In addition, the Manager of Norton Development'Z stated to our audit team that SBIAA
management felt that it would be faster and less costly to contract with his company rather than
through in-house staff When questioned as to how specifically Norton Development would be
faster than in-house staff, the Manager stated that SBIAA is required to follow specific timelines
for advertising public bids and for hearing and responding to bid protests when they occur.
Contrary to these claims, the Terminal Lease Agreement contains detailed requirements for the
awarding of subcontracts on a competitive basis. Specifically, Section 2.4 of Exhibit A specifies
that Norton Development shall "obtain bona fide bids for each and every aspect of construction
of the various components of the Improvements." The Lease further states that Norton
Development "shall cause the General Contractor to obtain no less than three bona fide bids for
every `major subcontract."' In addition, the Terminal Development project is not exempt from
the bid protest process involving the Commission. In fact, a bid protest for one aspect of the
Terminal Development Project went before the Commission in July 2010.
When questioned as to how specifically Norton Development would be more cost effective than
in-house staff, the Manager replied that the bidding process would be more streamlined.
Specifically, the Manager stated that Norton Development could re-bid jobs or ask that the
lowest bidder to modify their bid if it wasn't satisfactory. Contrary to these claims, there is no
law or impediment preventing SBIAA in-house staff from taking such actions with bids.
Terminal and FBO Projects Non-Competitively Contracted to Companies with No Demonstrated
Competence
SBIAA awarded the major contracts for the development of the Terminal Building and the FBO
Facility on a sole source, non-competitive basis to Norton Development Company, LLC (Norton
Development) and SBD Properties, LLC (SBD Properties) respectively.
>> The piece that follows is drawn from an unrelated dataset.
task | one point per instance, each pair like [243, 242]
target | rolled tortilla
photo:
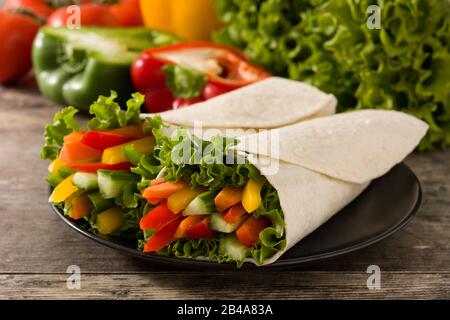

In addition, SBIAA did
not conduct a competitive process for selecting the general contractor for the Terminal
Development or FBO projects. While SBIAA is not required by law or by its own purchasing
policy to conduct a competitive or formal bid process for these contracts, prudent risk
management would dictate that a competitive process be used, or at the very least, reasonable
justification would be provided for not doing so.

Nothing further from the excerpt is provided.